Il business Nba Europe parla milanese, è derby tra RedBird e Oaktree (è sempre Milano l’Italia degli affari)
Ne scrive il Corriere della Sera. Nba Europe è una questione di Fondi: è battaglia tra gli azionisti di Milan e Inter anche se la tassa d'ingresso di 500 milioni frena

The NBA logo is seen outside an NBA fan store in New York on July 8, 2024. (Photo by ANGELA WEISS / AFP)
Il business Nba Europe parla milanese, è derby tra RedBird e Oaktree (è sempre Milano l’Italia degli affari)
La parola business in Italia non è mai associata ad altro che non sia Milano. La Nba è pronta a sbarcare in Europa e sta provando a creare un circuito che di fatto spazzi via l’Eurolega di basket. Non è ancora chiaro se ci riuscirà perché ci sono delle condizioni che spaventano i club europei: su tutte la tassa d’ingresso di 500 milioni di euro, un investimento mica da ridere. Per l’Italia la Nba Europe punta su Milano ed è lotta tra Milan e Inter ossia tra gli azionisti di riferimento RedBird e Oaktree.

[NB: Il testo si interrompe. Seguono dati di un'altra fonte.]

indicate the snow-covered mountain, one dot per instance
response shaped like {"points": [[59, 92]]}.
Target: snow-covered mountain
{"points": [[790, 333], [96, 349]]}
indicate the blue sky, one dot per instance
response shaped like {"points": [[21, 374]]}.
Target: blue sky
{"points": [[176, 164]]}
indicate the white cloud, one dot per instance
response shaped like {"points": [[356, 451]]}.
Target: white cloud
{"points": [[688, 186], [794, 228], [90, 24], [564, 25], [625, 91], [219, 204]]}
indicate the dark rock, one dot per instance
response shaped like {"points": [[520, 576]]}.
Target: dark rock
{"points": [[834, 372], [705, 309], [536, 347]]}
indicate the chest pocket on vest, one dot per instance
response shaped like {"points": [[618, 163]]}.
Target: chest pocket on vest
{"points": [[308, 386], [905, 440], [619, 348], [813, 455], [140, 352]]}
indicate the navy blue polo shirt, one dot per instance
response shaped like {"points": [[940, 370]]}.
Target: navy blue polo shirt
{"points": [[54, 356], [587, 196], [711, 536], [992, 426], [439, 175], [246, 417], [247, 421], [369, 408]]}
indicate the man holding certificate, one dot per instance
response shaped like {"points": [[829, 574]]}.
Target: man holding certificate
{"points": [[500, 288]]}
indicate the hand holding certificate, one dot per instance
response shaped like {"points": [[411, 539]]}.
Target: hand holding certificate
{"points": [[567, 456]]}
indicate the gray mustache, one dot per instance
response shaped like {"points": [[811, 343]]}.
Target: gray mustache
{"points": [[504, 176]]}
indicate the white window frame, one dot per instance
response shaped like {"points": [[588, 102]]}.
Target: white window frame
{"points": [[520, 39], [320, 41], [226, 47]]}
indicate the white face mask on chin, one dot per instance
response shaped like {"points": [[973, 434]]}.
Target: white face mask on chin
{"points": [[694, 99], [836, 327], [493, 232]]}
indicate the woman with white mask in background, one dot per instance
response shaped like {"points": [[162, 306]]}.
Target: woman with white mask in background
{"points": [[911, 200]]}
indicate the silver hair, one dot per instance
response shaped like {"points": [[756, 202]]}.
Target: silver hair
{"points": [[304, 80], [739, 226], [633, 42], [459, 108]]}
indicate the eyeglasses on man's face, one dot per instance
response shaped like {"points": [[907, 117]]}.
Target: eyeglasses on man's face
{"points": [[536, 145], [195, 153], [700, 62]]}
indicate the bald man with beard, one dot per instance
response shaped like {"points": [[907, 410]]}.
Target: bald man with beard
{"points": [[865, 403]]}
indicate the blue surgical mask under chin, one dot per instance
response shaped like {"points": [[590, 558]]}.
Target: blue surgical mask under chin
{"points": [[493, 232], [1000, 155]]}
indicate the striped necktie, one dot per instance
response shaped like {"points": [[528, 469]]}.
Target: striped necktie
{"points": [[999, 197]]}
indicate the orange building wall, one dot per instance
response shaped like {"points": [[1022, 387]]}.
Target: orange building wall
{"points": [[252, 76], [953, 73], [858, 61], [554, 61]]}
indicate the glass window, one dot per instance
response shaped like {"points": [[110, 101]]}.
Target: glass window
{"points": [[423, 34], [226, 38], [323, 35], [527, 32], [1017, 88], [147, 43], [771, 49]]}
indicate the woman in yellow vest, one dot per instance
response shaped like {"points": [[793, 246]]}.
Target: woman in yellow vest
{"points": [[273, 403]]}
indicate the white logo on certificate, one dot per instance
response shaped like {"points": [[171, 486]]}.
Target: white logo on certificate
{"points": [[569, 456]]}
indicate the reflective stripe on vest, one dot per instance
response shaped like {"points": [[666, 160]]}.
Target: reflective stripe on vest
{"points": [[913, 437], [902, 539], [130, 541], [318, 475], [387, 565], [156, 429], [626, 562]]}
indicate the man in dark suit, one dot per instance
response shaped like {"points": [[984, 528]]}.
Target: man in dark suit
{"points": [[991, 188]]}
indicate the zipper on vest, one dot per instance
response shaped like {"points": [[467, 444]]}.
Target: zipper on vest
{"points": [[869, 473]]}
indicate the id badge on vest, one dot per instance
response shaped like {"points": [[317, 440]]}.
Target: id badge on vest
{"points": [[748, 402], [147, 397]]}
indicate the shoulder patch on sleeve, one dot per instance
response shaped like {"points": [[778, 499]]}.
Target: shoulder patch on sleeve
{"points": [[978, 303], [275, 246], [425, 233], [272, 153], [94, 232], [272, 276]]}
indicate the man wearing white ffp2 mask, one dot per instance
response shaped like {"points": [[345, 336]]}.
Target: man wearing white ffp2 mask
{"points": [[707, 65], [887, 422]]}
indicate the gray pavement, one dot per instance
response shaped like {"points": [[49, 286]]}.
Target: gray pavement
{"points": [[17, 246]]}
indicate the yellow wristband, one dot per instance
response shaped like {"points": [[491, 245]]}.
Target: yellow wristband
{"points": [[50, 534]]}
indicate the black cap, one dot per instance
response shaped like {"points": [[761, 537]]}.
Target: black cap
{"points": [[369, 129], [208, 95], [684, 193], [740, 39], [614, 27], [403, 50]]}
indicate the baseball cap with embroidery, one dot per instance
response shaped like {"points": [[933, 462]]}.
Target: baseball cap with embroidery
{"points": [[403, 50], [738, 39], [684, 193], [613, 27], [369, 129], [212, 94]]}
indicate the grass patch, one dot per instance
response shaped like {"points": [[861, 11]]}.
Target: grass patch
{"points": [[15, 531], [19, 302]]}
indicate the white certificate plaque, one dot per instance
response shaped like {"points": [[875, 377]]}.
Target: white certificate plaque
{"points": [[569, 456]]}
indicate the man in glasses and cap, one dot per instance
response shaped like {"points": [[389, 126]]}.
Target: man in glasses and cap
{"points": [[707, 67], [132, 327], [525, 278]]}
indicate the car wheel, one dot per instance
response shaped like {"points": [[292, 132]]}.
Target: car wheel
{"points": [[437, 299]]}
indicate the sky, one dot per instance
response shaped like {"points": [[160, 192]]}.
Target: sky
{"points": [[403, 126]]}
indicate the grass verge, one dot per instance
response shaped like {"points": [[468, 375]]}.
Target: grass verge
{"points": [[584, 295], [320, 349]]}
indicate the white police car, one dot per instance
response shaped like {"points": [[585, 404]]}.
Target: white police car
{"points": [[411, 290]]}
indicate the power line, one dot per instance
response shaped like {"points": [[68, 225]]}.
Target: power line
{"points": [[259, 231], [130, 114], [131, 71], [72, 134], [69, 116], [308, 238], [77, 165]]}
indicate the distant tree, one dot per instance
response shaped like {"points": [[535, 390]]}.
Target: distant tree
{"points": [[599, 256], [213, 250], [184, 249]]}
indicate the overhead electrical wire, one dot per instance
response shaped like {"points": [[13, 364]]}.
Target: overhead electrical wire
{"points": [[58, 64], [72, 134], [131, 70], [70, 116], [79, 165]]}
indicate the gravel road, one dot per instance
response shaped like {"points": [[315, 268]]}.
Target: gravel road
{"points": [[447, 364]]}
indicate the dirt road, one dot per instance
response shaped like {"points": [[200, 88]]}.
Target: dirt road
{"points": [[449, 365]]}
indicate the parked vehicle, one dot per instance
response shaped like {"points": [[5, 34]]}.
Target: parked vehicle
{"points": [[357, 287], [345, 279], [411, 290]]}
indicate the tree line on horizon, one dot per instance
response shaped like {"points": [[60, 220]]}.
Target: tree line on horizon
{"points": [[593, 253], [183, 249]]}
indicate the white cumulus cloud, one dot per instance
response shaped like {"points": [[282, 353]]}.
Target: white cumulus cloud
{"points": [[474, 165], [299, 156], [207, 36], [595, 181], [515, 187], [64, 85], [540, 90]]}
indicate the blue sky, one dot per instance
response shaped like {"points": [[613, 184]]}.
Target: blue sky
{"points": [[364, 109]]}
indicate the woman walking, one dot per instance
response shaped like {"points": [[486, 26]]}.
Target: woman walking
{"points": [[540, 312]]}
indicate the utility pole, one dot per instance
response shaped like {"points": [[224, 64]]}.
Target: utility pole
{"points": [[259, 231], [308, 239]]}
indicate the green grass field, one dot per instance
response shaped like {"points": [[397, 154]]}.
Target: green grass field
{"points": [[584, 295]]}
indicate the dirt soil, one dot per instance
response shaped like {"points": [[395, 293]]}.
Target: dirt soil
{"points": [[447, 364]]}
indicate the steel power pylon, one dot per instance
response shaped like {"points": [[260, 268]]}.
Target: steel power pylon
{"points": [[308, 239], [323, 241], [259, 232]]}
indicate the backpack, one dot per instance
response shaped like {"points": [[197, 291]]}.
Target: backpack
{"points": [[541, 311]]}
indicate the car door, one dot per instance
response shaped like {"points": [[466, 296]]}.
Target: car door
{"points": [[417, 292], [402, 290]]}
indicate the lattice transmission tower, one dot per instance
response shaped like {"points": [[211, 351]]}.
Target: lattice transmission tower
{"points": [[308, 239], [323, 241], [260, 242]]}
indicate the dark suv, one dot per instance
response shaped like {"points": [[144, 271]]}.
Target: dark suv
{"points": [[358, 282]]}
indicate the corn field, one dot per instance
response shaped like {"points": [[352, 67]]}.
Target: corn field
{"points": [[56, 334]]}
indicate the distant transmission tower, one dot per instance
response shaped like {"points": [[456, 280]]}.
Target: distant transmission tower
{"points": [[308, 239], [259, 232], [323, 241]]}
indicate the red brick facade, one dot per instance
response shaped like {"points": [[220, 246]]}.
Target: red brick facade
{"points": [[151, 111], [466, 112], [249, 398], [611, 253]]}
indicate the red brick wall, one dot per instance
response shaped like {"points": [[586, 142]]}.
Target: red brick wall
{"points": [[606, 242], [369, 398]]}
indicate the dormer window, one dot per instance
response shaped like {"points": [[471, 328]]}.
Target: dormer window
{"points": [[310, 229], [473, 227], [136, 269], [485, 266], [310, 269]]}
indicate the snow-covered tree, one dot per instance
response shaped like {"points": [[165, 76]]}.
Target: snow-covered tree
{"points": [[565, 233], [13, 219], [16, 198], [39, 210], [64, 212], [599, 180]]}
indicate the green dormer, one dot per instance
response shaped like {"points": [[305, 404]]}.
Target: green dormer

Ne scrive il Corriere della Sera con Daniele Dallera:
Nba Europe, una questione di Fondi. Difatti, si è aperto in questi giorni uno scenario milanese del tutto nuovo: Oaktree, proprietaria dell’inter, ha superato Gerry Cardinale, quindi Redbird, plenipotenziario del Milan. È derby per creare una squadra a Milano che giochi nel 2027 nella Nba Europe. Per chiarezza: Inter e Milan restano tali, giocano a calcio, continueranno a farlo, è il loro mestiere, ma le proprietà vogliono portare Milano al centro del continente Nba Europe che nascerà nel 2027.
Torniamo al derby europeo che si svolge a Milano: Cardinale ha già avviato colloqui con la Nba, si è incontrato con Leo Dell’orco, numero 1 di Armani, per vedere quali spazi di manovra ci fossero, Oaktree ha studiato attentamente il progetto proposto dalla Nba, il cosiddetto «business model» esplorando strade percorribili insieme alla stessa Olimpia Milano. Sarebbe addirittura in vantaggio su Cardinale.
Anche se l’impronta, la filosofia, la cornice, molto più made in Usa che made in Europe, sta destando qualche perplessità. La prima e la più ingombrante è la tassa di ingresso che la Nba impone: non è fissa, non è uguale per tutti, ma la media è di 500 milioni di dollari. Tanto per dire: l’eurolega, che verrebbe terremotata dallo sbarco Nba, non chiede nulla ai suoi affiliati. Succede perché 12 club sono proprietari della Lega europea, chi accederà in futuro inizierà a pagare. La Nba Europe si orienta verso le grandi firme del calcio: Real Madrid, Barcellona, Psg, Inter, Milan, Manchester City e United, Newcastle. Alla montagna di denaro richiesta si aggiungono condizioni severissime. La Nba ha fissato il 31 marzo come scadenza: entro quel giorbo bisogna dare una risposta di interesse e di accettazione al loro modello. Il Real Madrid ha già buttato lì un «no grazie».